The analysis result of classifiers with higher accuracy in Models VI~X shows in
Table 10. J48, LMT, and PART are used four times, respectively; IBk and Bagging are used three times, respectively; Logistic and Simple Logistic are used two times, respectively; K Star, JRip, SGD, SMO, Bayes Net, and Naive Bayes are used once, respectively. Therefore, J48, LMT, and PART are in the same times and tied for the first place, whereas IBk and Bagging tied for the second place.

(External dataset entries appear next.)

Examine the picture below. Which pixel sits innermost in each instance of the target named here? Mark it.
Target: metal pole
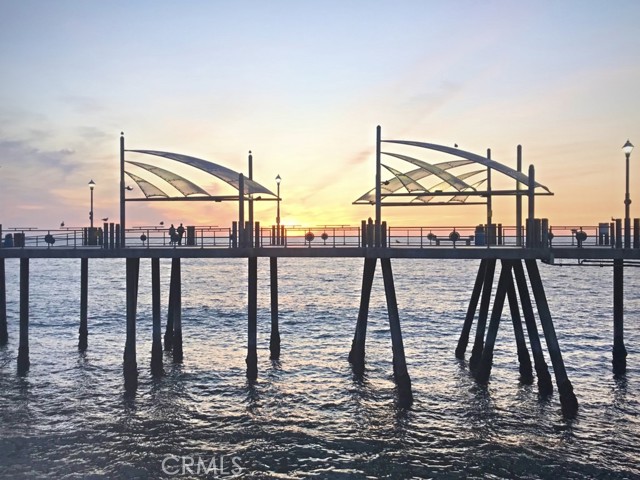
(250, 233)
(489, 198)
(278, 239)
(241, 231)
(627, 203)
(91, 211)
(378, 185)
(519, 200)
(122, 189)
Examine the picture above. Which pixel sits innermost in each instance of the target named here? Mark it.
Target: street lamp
(627, 148)
(92, 184)
(278, 180)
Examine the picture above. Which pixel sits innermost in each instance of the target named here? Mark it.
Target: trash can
(479, 237)
(191, 235)
(18, 239)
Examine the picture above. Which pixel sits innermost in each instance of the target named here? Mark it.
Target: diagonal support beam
(568, 399)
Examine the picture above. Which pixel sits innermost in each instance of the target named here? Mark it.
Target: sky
(303, 85)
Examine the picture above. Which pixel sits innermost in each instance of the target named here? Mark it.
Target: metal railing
(320, 236)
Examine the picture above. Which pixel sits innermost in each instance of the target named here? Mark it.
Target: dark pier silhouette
(518, 248)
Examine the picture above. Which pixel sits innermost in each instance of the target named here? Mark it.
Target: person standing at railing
(172, 235)
(180, 231)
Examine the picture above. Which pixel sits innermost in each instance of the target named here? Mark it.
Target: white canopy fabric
(183, 185)
(225, 174)
(148, 188)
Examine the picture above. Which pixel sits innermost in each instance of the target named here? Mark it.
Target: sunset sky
(303, 85)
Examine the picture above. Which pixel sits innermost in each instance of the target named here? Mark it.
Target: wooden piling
(4, 336)
(130, 363)
(23, 348)
(83, 332)
(403, 382)
(173, 285)
(568, 400)
(356, 355)
(274, 341)
(619, 350)
(177, 310)
(545, 386)
(156, 345)
(471, 311)
(481, 325)
(524, 361)
(486, 360)
(252, 327)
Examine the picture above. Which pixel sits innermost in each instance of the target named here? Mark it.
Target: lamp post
(278, 180)
(627, 148)
(92, 184)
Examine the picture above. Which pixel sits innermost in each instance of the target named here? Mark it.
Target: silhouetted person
(180, 231)
(172, 235)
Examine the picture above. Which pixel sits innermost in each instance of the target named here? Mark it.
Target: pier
(516, 249)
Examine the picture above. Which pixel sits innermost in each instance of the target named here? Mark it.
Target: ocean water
(308, 416)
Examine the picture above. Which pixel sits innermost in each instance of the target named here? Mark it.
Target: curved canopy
(148, 188)
(183, 185)
(223, 173)
(510, 172)
(409, 188)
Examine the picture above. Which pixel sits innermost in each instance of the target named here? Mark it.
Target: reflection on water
(308, 414)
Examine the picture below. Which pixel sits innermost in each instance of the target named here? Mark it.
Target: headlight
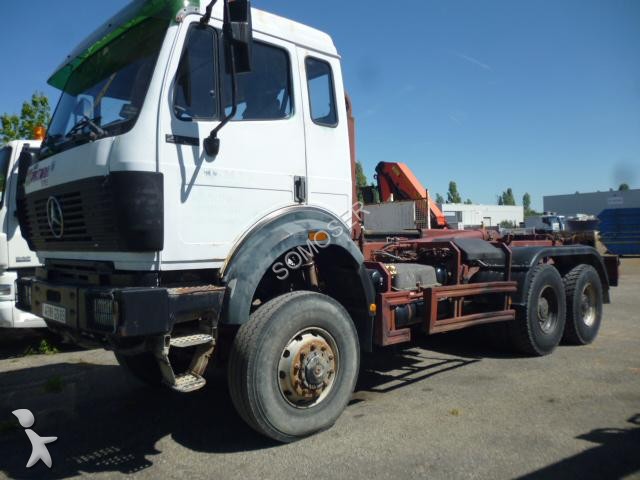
(105, 312)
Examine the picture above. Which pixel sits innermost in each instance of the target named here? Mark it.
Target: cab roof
(140, 10)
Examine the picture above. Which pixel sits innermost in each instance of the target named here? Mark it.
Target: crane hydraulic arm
(397, 182)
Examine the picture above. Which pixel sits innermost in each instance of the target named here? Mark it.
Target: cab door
(210, 202)
(327, 134)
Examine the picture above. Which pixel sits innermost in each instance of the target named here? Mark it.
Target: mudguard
(271, 239)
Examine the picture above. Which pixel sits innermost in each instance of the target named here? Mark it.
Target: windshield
(104, 95)
(5, 156)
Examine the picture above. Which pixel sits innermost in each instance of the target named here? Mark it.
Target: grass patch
(44, 348)
(54, 385)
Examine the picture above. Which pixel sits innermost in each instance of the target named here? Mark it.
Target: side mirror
(238, 33)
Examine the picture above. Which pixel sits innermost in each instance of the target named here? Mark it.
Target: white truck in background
(15, 257)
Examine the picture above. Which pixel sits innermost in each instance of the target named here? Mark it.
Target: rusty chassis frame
(458, 296)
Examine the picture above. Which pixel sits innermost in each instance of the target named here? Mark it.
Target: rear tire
(294, 366)
(539, 325)
(584, 305)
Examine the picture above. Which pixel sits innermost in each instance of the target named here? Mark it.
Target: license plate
(51, 312)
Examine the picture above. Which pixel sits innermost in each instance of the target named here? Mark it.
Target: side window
(265, 92)
(195, 94)
(322, 96)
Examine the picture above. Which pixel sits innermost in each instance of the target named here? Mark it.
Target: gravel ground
(449, 407)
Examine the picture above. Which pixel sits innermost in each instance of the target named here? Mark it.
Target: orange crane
(396, 182)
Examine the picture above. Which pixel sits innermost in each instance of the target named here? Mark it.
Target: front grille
(88, 217)
(123, 211)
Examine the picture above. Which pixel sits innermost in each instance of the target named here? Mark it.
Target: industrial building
(465, 216)
(591, 203)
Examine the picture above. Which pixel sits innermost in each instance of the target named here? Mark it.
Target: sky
(539, 96)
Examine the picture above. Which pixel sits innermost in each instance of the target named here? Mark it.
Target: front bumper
(119, 312)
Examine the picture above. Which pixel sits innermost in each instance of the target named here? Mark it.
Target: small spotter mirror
(238, 30)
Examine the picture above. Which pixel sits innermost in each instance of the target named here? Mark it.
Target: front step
(203, 346)
(188, 383)
(192, 340)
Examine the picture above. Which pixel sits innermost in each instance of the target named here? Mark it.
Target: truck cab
(193, 201)
(15, 257)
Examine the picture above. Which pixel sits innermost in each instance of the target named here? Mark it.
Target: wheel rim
(588, 305)
(308, 368)
(547, 310)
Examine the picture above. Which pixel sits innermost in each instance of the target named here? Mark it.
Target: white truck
(193, 201)
(15, 257)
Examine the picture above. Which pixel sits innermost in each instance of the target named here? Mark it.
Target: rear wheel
(538, 327)
(584, 305)
(294, 365)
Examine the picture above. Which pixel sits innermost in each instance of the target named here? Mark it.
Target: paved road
(450, 408)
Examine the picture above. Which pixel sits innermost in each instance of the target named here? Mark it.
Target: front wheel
(294, 366)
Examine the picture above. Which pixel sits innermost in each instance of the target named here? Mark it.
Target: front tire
(584, 305)
(294, 366)
(539, 325)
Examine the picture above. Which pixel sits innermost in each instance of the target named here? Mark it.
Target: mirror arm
(207, 15)
(212, 142)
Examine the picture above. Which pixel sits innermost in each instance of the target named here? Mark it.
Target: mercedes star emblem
(54, 217)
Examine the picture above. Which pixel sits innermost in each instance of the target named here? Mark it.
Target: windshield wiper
(87, 122)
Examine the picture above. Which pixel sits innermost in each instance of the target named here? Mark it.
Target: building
(465, 216)
(591, 203)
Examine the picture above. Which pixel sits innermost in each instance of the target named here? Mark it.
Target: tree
(34, 113)
(452, 195)
(507, 198)
(361, 181)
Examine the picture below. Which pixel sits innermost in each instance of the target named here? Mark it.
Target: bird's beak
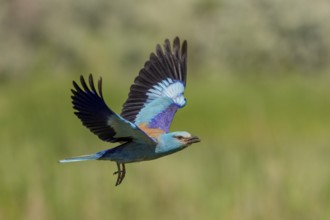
(193, 139)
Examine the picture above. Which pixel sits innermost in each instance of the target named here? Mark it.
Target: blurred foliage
(258, 96)
(238, 36)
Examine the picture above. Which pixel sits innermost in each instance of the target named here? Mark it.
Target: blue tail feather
(81, 158)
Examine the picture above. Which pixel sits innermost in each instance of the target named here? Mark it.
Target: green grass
(264, 154)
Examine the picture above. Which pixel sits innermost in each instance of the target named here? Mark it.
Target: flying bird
(142, 128)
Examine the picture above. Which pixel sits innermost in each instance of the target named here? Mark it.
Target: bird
(142, 128)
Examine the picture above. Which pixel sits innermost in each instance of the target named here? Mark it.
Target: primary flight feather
(143, 126)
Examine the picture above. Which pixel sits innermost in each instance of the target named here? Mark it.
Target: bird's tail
(81, 158)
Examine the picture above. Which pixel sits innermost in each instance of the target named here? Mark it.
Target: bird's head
(184, 138)
(175, 141)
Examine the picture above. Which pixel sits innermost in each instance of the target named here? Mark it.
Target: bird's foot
(121, 172)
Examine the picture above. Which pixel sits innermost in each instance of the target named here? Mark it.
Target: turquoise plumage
(142, 129)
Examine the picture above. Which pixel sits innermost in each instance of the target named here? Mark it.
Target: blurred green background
(258, 96)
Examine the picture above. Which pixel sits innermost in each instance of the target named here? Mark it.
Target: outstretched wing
(100, 119)
(157, 92)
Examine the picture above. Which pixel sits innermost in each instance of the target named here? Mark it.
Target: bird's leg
(120, 172)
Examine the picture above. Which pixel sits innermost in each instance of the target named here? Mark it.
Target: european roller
(142, 128)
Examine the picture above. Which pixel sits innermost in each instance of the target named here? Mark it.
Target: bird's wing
(100, 119)
(157, 92)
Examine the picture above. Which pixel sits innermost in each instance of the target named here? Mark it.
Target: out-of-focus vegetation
(258, 96)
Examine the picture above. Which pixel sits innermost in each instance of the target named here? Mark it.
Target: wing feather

In summary, the following five reports are defined from
Table 9 and
Table 10.
- (a)
As the above data indicate, Model VIII with data discretization is the better model. The reason may be that the data are the information type, and the accuracy is high and good after discretization.
- (b)
For Model IX and Model X, the prediction accuracy of Model IX with data discretization before attribute selection is higher due to the different technology sequence selection, whereas the accuracy of Model X with attribute selection before data discretization is more stable.
- (c)
Compared with Model VIII with data discretization, the prediction value of Model VII with attribute selection is slightly better than that of Model VIII.
- (d)
The prediction values of Model VIII and Model IX with data discretization technology are not significantly different, which may be due to the fact that these attributes are all very important, whereas Model IX with attribute selection may delete some attributes, resulting in a slight decrease in the evaluation values.
- (e)
It can be seen from
Table 9 that Model X is relatively stable.
- (3)
Decision tree graph analysis: In this study, the percentage split (67/33) method is used to generate the decision tree, evaluate, find the optimal combination, and obtain the knowledge rules and models of decision tree, which are used as research models and provide reference for investors.
- (a)
Model II: without data discretization, with attribute selection (67/33).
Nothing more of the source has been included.